Beberapa kali terdengar bunyi suara golok yang saling beradu.

Tapi Jamal menginjak genangan darah Eko sehingga ia terpeleset. Kesempatan itu dipakai oleh Karso dengan menebaskan goloknya ke arah tubuh Jamal. Tapi Jamal pun tak mau mati konyol, ia menjatuhkan badannya hingga golok Karso hanya menggores perut Jamal.

“Hahaha… Hanya segitu, kemampuan mantan pelatih beladiri?” ledek Karso karena merasa sedang berada di atas angin.

Jamal lalu bangkit dan membuka kaos hitamnya.

“Ini hanya luka kecil Karso, kamu jangan merasa menang dulu!” sahut Jamal sambil mengelap darah pada luka di perutnya.

“Baiklah, Kang Jamal. Jika kamu emang mau mati di tanganku!” Karso kembali menyerang dengan buas sambil terus-menerus mengibaskan goloknya ke arah tubuh Jamal. Jamal mulai tersenyum melihat bekas anak didiknya yang mudah terpancing oleh emosinya sendiri. Dia hanya mengelak ke kiri dan ke kanan untuk menghindari tebasan golok Karso sambil sesekali melancarkan serangan balik. Saat Jamal mulai melihat Karso yang mulai kelelahan dengan nafasnya tersengal-sengal, ia menundukan tubuhnya untuk menghindari tebasan golok Karso ke arah kepalanya. Bersamaan dengan itu, ia mengayunkan goloknya, dan Braakkk….

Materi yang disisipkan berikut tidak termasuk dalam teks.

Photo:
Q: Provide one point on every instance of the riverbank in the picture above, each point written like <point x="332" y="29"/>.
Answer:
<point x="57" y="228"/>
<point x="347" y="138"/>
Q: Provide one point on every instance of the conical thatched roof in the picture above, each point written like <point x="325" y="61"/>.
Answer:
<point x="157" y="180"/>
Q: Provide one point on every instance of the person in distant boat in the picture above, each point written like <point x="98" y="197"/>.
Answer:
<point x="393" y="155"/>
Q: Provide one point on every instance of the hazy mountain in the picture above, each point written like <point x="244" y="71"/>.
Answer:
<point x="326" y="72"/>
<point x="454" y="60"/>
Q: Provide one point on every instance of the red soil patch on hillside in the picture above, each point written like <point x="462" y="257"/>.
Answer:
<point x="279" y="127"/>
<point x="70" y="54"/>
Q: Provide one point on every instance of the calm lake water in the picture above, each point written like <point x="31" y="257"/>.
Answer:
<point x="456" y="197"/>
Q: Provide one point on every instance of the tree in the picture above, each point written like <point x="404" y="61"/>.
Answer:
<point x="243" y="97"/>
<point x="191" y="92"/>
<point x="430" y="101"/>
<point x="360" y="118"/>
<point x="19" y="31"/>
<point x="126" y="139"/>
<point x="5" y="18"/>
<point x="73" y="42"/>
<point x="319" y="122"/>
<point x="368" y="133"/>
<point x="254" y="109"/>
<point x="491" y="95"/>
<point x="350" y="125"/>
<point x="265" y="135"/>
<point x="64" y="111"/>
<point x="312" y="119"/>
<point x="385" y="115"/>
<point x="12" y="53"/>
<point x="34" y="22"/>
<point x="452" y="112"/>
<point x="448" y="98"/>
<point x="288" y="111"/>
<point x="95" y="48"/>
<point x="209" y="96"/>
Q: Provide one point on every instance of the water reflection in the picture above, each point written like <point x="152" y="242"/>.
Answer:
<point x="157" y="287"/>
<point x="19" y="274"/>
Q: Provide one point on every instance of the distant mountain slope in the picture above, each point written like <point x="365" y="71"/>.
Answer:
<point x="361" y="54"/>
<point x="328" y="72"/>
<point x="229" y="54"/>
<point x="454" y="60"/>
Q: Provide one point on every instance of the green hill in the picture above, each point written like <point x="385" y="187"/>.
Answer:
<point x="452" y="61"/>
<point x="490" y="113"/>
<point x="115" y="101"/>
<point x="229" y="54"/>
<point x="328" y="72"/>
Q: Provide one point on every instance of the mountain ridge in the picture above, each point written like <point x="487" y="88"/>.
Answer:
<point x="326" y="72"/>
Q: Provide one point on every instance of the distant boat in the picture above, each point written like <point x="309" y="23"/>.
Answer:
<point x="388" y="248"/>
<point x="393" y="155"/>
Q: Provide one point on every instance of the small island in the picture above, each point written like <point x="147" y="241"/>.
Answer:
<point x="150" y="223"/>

“Aaarggghhh...!” Lengan kanan Karso terkena bacokan Jamal, membuat goloknya terlepas dari genggamannya.

“Itu hanya luka keci Karso, masih jauh ke organ vital kamu. Nggak usah kamu cengeng begitu!” ledek Jamal lalu membuka bebatan kain yang mengikat genggaman goloknya.

“Rasanya tak adil jika kamu tidak mempergunakan golok, baiklah kita adu tangan kosong!!” lanjut Jamal.

“Bangsat!” maki Karso sambil memegang lengannya yang terluka, lalu dia memasang kuda-kuda.

Ia melayangkan pukulan ke arah pelipis Jamal, tapi bisa ditepis Jamal dengan mudah sambil melakukan pukulan balik pada dada Karso.

“Huuekkkss.. huekss.”

Karso terhuyung-huyung mundur sambil memuntahkan darah segar dari mulutnya.

“Cuma segini kemampuan kamu, Karso? Mana sesumbar kamu yang tadi?”gertak Jamal.

“Aampuunn, Kang. Karso menyerah dan minta maaf ke akang atas perbuatan Karso dulu yang udah menjebak akang, tolonglah kang ampuni nyawa karso ini!!” Karso memohon sambil memegang dadanya dan sesekali meludahkan darah segarnya.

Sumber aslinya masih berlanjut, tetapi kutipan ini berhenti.